Além disso, testes em laboratório mostraram que uma única garrafa pode tornar a rede entre 100 e 1.000 vezes mais detectável acusticamente.
Testes avaliaram a técnica em diferentes regiões do mundo

Depois dos experimentos em laboratório, os pesquisadores decidiram verificar se a solução também funcionaria em condições reais de pesca.
Para isso, a equipe realizou mais de 1.600 lançamentos de redes em três regiões distintas:
- costa do Peru;
- Zanzibar, na Tanzânia;
- sul do Brasil.
Enquanto Peru e Zanzibar utilizaram redes próximas à superfície, os testes brasileiros aconteceram com redes posicionadas em águas mais profundas.
Essa comparação permitiu analisar como os golfinhos reagiam em ambientes com características acústicas diferentes.
Brasil apresentou os resultados mais expressivos
Foi no litoral brasileiro que os cientistas observaram os melhores resultados.
Durante o primeiro teste, nenhuma captura acidental de golfinhos foi registrada nas redes equipadas com garrafas plásticas. Já as redes convencionais continuaram capturando animais.
Em seguida, uma segunda campanha ainda mais ampla, envolvendo 318 saídas de pesca, confirmou a eficácia da técnica.
Ao final dos testes, a captura incidental de golfinhos caiu 88%, enquanto a quantidade de peixes capturados para fins comerciais permaneceu praticamente inalterada.
Entre as espécies beneficiadas está a franciscana, um pequeno golfinho costeiro classificado como Vulnerável pela União Internacional para a Conservação da Natureza (UICN). A população desse cetáceo vem diminuindo há décadas, principalmente devido às redes de pesca.
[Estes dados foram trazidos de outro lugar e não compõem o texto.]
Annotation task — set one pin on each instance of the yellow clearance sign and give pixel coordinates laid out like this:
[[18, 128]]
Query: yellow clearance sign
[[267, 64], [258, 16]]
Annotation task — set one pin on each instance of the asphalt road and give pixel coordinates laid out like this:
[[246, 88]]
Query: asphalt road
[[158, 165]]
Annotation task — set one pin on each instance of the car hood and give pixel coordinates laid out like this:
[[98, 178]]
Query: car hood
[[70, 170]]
A solução não funcionou da mesma forma em todos os locais
Apesar dos resultados positivos no Brasil, o desempenho da técnica foi diferente no Peru e em Zanzibar.
Nessas regiões, os pesquisadores não observaram uma redução significativa na captura acidental de golfinhos, botos ou tartarugas marinhas.
Segundo os cientistas, o ruído presente nas camadas superficiais do oceano pode explicar essa diferença. Ondas, vento e atividade humana produzem sons que dificultam a identificação do eco refletido pelas garrafas.
Por outro lado, em águas mais profundas e silenciosas, os golfinhos dependem mais da ecolocalização para encontrar obstáculos. Dessa forma, o sistema se torna muito mais eficiente.
Os pesquisadores destacam que não existe uma solução única para todas as pescarias. Cada ecossistema possui características próprias e exige estratégias específicas de conservação.
Uma alternativa barata que também beneficia os pescadores

Outro resultado importante do estudo foi o impacto praticamente nulo sobre a pesca comercial.
Em nenhum dos testes a técnica reduziu significativamente a captura das espécies de interesse econômico. Em alguns casos, os pesquisadores observaram até um pequeno aumento na captura de determinados peixes.
Esse aspecto pode facilitar a adoção da tecnologia por comunidades pesqueiras, especialmente em regiões onde a pesca artesanal representa a principal fonte de renda.
Além disso, o sistema praticamente não gera custos, pois utiliza um resíduo amplamente disponível.
Os pesquisadores também ressaltam que as garrafas permaneceram firmemente presas às redes durante todos os experimentos. Assim, o objetivo não é adicionar mais plástico ao oceano, mas reaproveitar materiais descartados de forma segura.
Após os resultados obtidos no Brasil, a equipe já iniciou novos testes no Camboja e na República do Congo. Agora, os cientistas querem verificar se a técnica também pode proteger outras espécies marinhas e funcionar em diferentes tipos de redes e ambientes oceânicos.